John W. Haines’s travel accounts go across the world, but their heart stays at home.
Haines is from Laramie, Wyoming, a place he describes in terms of its freedom, extreme weather, and adventurous and caring people. But like many young residents, he was intent—destined, even—to leave. His essays follow him to Japan, Tibet, and East Berlin; they include a series of stories from West Africa. Serendipitous encounters, cultural faux pas, travel hang-ups, and bursts of adrenaline feature in, though Haines’s stories are united most by themes of transitions, both internal and when it comes to switching locales. An accident after jumping from a train left him dependent on a wheelchair, threatening to end his travels, but the book’s final essay recounts his first international trip in a wheelchair, five years after his accident.

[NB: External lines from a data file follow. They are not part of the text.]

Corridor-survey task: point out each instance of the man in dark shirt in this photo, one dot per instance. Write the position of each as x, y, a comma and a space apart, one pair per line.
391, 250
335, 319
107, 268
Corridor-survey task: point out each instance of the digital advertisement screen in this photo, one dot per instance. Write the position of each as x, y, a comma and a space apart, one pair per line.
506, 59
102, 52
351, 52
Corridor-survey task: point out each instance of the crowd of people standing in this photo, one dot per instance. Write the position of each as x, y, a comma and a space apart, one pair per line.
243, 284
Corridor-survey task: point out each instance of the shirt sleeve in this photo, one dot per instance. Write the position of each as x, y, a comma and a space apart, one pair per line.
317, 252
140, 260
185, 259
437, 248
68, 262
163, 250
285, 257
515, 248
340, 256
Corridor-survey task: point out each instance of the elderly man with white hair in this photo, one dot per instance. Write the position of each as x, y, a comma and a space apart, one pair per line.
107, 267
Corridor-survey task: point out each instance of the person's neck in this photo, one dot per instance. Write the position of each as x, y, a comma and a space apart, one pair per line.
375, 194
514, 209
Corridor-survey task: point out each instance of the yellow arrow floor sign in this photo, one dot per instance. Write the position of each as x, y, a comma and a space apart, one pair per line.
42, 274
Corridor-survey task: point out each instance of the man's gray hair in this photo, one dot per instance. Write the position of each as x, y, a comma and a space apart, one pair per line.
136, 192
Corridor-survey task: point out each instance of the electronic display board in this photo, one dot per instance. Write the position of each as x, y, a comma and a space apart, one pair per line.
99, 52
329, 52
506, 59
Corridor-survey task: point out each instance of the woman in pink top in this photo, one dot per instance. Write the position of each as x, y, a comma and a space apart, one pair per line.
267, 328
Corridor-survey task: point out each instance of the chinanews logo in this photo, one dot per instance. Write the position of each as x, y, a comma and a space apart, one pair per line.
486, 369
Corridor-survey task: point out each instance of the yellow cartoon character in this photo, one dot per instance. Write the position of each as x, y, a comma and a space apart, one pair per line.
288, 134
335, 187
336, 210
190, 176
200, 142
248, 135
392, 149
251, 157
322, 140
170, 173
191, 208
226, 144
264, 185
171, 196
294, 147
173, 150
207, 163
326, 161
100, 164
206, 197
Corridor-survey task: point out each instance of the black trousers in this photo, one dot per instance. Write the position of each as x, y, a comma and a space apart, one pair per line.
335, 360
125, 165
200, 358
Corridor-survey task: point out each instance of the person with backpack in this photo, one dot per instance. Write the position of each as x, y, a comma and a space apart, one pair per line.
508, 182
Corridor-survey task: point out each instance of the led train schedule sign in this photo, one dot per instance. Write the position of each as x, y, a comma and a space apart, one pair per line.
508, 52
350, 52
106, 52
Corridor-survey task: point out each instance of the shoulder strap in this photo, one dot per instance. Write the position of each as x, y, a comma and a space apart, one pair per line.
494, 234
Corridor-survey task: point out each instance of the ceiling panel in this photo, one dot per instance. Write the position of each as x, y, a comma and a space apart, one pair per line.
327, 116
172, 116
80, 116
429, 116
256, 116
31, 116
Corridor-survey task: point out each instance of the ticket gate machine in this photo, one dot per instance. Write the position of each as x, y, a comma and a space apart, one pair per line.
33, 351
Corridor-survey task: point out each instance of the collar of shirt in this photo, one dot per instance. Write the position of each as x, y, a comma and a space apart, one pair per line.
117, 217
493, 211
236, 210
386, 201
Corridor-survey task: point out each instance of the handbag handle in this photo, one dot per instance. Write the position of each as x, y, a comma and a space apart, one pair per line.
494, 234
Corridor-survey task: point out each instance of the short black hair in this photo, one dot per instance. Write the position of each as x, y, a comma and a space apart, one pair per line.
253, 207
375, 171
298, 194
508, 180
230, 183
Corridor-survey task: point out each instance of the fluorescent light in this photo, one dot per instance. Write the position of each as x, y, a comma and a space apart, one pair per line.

Haines knows that no one can escape their hometown. His years of wanderlust don’t drown out his love for Laramie’s history, natural beauty, and people, who are often his travel companions. He approaches the world with the adventurous spirit, intelligence, and independence he learned there, making Laramie seem as alluring a destination as the others he describes. Brimming with youthful energy and a bit of bravado, each account is shared alongside the wisdom that comes years after an experience. As a narrator, Haines is open-minded, full of love and a little jealousy for his younger self. His tales contain humor, humility, and keen observations of culture and nature.
A compelling invitation to accept both the gifts and the challenges that come with change, Never Leaving Laramie is a nimble travel text concerned with making oneself at home all over the globe.